Nenhum técnico despreparado se tornará,
regularmente, um vitorioso
Os
atletas que se dão melhor são geralmente os que pensam o jogo antes, durante e
depois das partidas
Tostão/Folha de S. Paulo
Como diz a música de um belo fado, não é o tempo que passa,
nós é que passamos. Um dos motivos da angústia existencial de muitas mulheres e
homens é a consciência da finitude da vida. Como somos narcisistas, uns mais
que outros, achamos que somos mais importantes do que a realidade. Criamos a
ilusão que temos uma grande missão na vida, mesmo que seja algo simples, banal.
Desejamos nos tornar heróis e eternos. Freud
escreveu que o ser humano só terá uma vida mais prazerosa
quando perder a ilusão da eternidade. Com isso desfrutaria mais o cotidiano.
O tempo passa. Atletas de futebol encerram a carreira muito
cedo, muitas vezes despreparados para outras atividades. Parei de jogar com 26
anos por causa de um descolamento da retina. Vivi outras vidas, de médico, de
professor de medicina, de comentarista e colunista de futebol. Gostei de todas,
cada uma no seu tempo.
Muitos atletas tentam exercer outras atividades relacionadas ao
futebol, como a de treinador. Não é fácil. O sucesso depende de inúmeros
fatores independentes do preparo do técnico. Os atletas que se dão melhor são
geralmente os que pensam o jogo antes, durante e depois das partidas. Jogam
como se estivessem vendo o jogo de cima.
O conhecimento precisa ser compartilhado em todas as profissões. Guardiola bebeu
na fonte de Cruyff,
um dos maiores jogadores e técnicos da história, que aprendeu com o lendário
Rinus Michels, treinador da inesquecível seleção
holandesa da Copa de 74. O jovem técnico Xavi foi discípulo de
Guardiola no Barcelona. Muitos outros grandes craques se tornaram excepcionais
treinadores. O alemão Beckenbauer, o brasileiro
Zagalo e o francês Deschamps foram
campeões do mundo como atletas e treinadores.
Zico, que
completou 70 anos na sexta-feira, foi treinador no Japão e na
Turquia. Não quis ser treinador no Brasil, ainda mais no Flamengo, para não confundirem o ídolo com o
profissional. Zico foi um supercraque, essencialmente técnico. Executava com
precisão os fundamentos da posição. Nunca gostou da firula, de efeitos
especiais.
Alguns jogadores, craques ou não, surpreendentemente não tiveram
sucesso como treinadores, ou alternaram bons e maus momentos, às vezes
inexplicáveis. Falcão, um dos maiores jogadores da história, hoje diretor dos
Santos, não teve uma carreira vitoriosa de treinador, apesar de muito bem
preparado, de ter sido um ótimo comentarista e de dar sempre boas entrevistas e
explicações técnicas sobre futebol.
Assim como há enormes e absurdos
preconceitos contra os técnicos negros, como se eles não tivessem conhecimento
e preparo acadêmico para comandar um grupo de atletas, existem muitos
preconceitos contra os técnicos que trabalham de terno e gravata, que não
gritam nem ficam histéricos durante as partidas, como se este comportamento não
fosse adequado em um esporte tão popular.

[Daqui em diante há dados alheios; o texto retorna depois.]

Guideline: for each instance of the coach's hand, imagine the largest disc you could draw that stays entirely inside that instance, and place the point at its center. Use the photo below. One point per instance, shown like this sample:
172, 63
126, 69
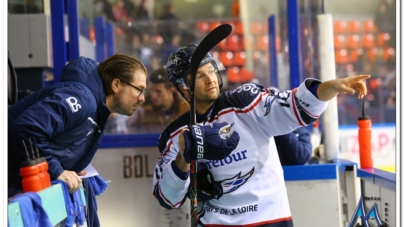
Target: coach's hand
214, 142
71, 179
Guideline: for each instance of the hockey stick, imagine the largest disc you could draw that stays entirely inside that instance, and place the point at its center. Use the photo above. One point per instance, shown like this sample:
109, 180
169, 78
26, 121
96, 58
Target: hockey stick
210, 41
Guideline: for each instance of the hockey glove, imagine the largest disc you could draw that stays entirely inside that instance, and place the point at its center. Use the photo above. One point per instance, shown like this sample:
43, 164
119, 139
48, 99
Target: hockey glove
206, 142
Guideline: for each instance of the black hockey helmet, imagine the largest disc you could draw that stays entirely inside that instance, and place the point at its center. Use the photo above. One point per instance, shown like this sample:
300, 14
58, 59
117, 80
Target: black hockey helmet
178, 66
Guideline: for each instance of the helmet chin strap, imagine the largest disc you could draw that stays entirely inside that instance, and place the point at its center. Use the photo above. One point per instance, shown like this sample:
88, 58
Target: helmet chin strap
183, 95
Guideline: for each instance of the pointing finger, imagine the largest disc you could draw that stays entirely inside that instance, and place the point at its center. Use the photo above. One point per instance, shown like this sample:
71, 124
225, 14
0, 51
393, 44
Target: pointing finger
362, 77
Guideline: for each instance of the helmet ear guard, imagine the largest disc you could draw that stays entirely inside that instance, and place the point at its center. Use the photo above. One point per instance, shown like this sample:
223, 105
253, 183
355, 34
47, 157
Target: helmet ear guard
178, 67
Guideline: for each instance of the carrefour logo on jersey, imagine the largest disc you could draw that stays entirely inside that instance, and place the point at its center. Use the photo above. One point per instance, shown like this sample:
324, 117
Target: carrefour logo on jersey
228, 160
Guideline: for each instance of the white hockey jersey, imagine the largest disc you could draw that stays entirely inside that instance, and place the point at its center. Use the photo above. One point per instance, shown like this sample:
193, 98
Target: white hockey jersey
254, 192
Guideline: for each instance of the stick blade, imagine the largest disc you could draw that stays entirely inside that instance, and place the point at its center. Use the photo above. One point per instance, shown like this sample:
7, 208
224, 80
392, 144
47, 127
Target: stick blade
211, 40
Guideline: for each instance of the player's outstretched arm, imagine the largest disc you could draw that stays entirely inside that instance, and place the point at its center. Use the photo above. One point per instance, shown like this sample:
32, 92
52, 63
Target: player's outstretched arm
329, 89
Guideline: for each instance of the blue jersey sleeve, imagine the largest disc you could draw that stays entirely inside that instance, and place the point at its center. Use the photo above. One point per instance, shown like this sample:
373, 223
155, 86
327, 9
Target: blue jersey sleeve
52, 116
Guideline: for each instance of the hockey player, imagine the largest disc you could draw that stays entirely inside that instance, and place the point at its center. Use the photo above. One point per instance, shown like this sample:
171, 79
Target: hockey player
240, 178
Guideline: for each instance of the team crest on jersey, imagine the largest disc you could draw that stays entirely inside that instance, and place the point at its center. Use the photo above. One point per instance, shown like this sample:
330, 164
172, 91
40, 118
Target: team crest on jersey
231, 184
268, 104
225, 131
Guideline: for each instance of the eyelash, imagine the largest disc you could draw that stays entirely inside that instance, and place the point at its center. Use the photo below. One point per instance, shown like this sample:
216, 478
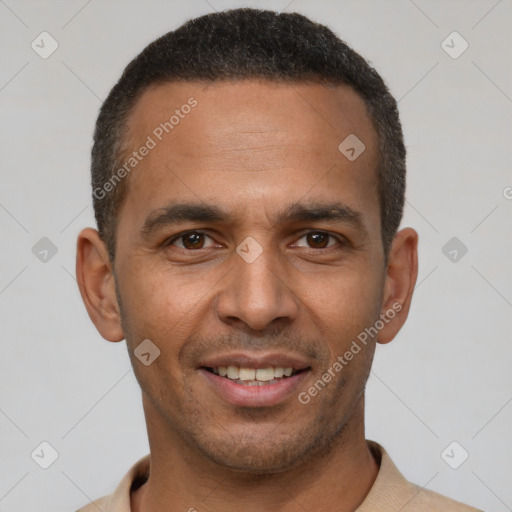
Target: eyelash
341, 241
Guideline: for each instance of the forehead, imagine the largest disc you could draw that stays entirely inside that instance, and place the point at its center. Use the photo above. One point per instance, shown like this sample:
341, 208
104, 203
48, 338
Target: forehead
230, 141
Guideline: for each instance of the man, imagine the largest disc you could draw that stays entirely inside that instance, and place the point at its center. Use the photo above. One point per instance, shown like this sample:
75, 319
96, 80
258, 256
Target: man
248, 175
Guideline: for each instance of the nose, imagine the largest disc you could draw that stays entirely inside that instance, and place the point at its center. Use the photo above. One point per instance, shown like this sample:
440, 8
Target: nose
256, 294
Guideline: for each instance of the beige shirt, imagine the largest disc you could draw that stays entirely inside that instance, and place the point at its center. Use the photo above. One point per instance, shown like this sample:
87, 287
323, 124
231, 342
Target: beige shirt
390, 492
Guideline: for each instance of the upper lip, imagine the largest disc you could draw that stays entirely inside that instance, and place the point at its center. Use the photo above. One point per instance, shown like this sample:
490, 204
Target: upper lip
256, 360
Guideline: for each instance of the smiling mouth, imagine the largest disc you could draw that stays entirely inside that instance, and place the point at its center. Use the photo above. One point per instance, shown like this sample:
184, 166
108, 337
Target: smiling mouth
254, 376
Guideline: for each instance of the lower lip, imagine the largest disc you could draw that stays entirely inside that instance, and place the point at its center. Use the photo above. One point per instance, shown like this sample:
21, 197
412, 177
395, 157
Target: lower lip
264, 395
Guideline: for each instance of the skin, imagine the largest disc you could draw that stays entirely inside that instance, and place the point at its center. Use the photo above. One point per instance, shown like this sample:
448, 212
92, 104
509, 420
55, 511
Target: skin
252, 148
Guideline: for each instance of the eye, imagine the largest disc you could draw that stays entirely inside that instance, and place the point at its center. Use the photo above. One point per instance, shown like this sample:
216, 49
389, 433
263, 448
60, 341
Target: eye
319, 239
190, 240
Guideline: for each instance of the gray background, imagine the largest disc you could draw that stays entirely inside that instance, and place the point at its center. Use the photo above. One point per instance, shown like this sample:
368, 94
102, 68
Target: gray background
445, 378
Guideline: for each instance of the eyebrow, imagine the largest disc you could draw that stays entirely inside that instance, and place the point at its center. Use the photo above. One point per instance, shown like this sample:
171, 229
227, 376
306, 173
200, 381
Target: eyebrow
178, 213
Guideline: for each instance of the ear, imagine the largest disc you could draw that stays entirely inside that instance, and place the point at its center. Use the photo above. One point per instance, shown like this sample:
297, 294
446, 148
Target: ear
401, 274
97, 286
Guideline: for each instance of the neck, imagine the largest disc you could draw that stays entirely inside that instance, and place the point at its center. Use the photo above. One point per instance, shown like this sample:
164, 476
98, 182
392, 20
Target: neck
184, 480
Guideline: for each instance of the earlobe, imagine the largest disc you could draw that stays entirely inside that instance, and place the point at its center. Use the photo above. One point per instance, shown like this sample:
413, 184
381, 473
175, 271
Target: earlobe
400, 280
97, 286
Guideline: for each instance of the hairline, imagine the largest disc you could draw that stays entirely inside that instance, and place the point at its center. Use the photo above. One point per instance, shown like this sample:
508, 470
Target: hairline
124, 133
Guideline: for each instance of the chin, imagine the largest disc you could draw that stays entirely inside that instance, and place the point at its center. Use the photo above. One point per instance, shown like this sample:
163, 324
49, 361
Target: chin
265, 453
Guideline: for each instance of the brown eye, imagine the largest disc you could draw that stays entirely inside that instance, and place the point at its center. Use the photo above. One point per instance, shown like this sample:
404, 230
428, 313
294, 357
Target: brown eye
190, 240
319, 240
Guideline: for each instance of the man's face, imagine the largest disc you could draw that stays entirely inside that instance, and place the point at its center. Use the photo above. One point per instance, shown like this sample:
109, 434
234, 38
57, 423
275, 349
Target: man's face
262, 284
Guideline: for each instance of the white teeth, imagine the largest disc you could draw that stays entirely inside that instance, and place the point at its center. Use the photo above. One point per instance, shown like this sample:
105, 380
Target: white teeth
254, 375
247, 374
265, 374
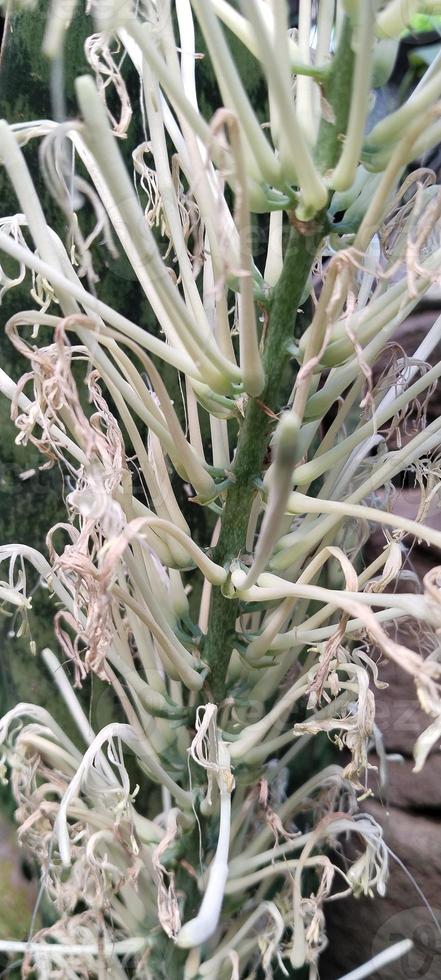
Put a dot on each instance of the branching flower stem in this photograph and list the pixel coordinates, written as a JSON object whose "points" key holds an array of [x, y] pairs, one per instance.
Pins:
{"points": [[253, 443]]}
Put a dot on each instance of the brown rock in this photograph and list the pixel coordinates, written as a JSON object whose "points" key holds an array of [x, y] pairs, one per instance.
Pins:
{"points": [[359, 929]]}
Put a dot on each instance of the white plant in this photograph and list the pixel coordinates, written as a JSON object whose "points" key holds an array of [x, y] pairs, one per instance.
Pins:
{"points": [[230, 867]]}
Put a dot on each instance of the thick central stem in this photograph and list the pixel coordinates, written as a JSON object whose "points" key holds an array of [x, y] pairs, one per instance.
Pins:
{"points": [[253, 443]]}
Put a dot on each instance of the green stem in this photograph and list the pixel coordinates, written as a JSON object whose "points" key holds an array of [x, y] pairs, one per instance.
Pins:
{"points": [[256, 427], [253, 443], [337, 89]]}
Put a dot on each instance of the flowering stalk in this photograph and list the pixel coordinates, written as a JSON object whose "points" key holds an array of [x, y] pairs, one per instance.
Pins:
{"points": [[219, 475]]}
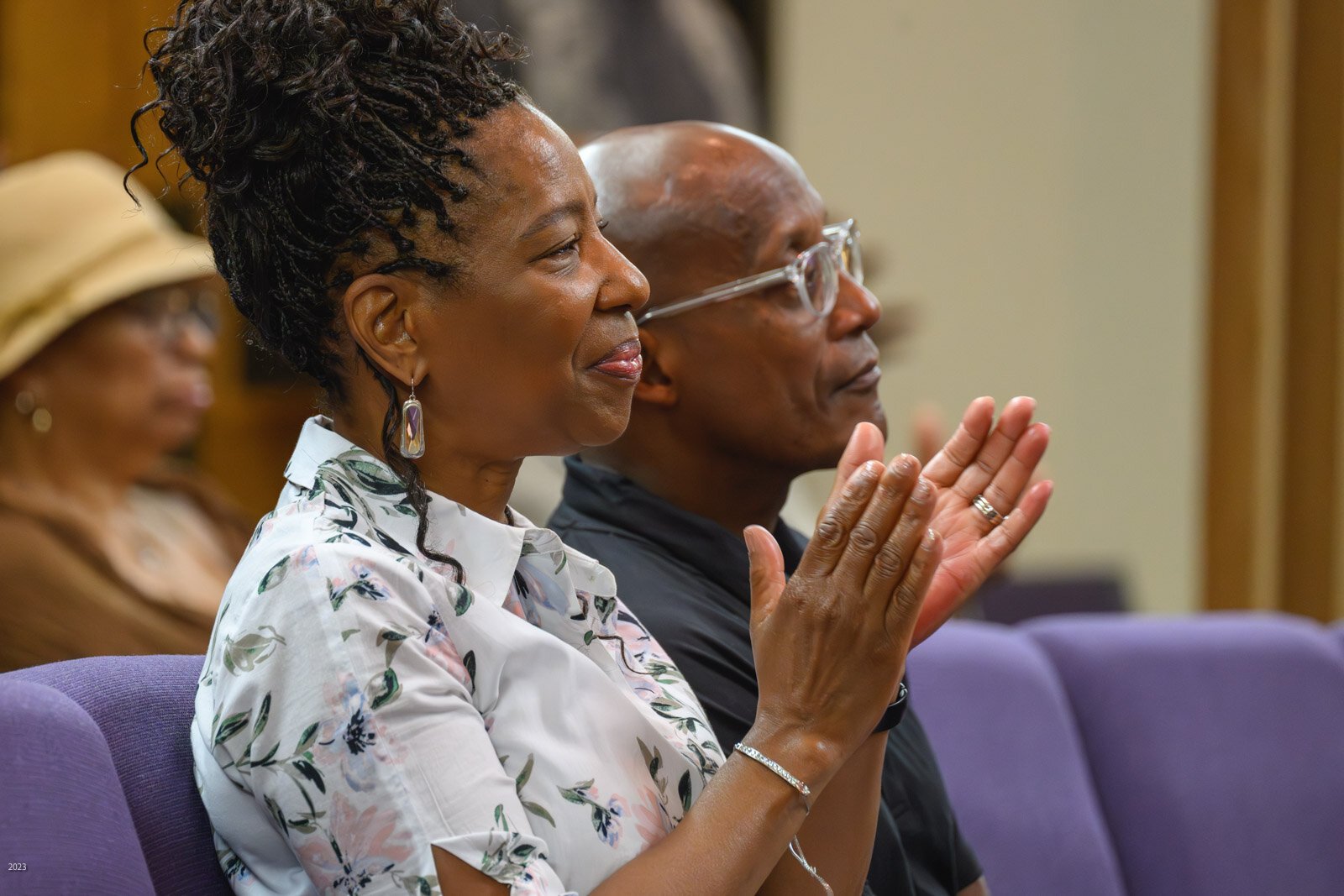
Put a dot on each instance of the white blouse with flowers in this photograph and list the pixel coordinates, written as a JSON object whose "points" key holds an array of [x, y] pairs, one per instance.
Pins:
{"points": [[362, 703]]}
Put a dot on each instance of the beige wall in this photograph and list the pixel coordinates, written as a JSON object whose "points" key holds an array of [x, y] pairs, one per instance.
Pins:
{"points": [[1032, 175]]}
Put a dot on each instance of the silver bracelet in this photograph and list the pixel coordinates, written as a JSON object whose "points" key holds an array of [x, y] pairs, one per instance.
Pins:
{"points": [[795, 846], [780, 770]]}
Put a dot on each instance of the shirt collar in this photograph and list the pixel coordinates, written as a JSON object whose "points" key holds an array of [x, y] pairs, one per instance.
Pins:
{"points": [[620, 506], [487, 548]]}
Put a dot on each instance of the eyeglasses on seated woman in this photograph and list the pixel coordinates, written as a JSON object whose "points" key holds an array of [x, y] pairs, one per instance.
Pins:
{"points": [[412, 688], [108, 322]]}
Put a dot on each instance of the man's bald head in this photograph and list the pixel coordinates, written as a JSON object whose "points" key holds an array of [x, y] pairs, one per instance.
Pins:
{"points": [[759, 385], [691, 190]]}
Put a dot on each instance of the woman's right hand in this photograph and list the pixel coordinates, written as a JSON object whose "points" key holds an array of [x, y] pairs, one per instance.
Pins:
{"points": [[831, 641]]}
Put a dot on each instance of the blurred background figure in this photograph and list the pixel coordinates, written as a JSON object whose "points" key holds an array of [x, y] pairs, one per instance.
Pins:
{"points": [[597, 65], [108, 318]]}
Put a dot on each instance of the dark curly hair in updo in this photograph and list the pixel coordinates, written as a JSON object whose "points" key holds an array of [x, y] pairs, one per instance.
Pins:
{"points": [[324, 134]]}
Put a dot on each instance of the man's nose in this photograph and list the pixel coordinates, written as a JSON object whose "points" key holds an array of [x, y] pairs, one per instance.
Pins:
{"points": [[857, 309]]}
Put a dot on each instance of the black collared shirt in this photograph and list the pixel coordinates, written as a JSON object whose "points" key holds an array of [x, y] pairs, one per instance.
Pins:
{"points": [[687, 580]]}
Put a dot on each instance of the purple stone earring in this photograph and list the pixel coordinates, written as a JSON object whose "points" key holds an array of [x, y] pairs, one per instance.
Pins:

Na Europa costuma ser diferente. O italiano
Ancelotti, cotado para ser treinador da seleção
brasileira, trabalha de terno e gravata, é tranquilo durante as
partidas e educado nas entrevistas.
Nem todo treinador com grande conhecimento teórico, científico se torna um ótimo e/ou vitorioso técnico, pois existem inúmeros outros fatores não controlados. Porém, nenhum técnico despreparado, com pouca cultura acadêmica, se tornará, regularmente, um excelente e/ou vitorioso treinador. Viverá de brilharecos circunstanciais.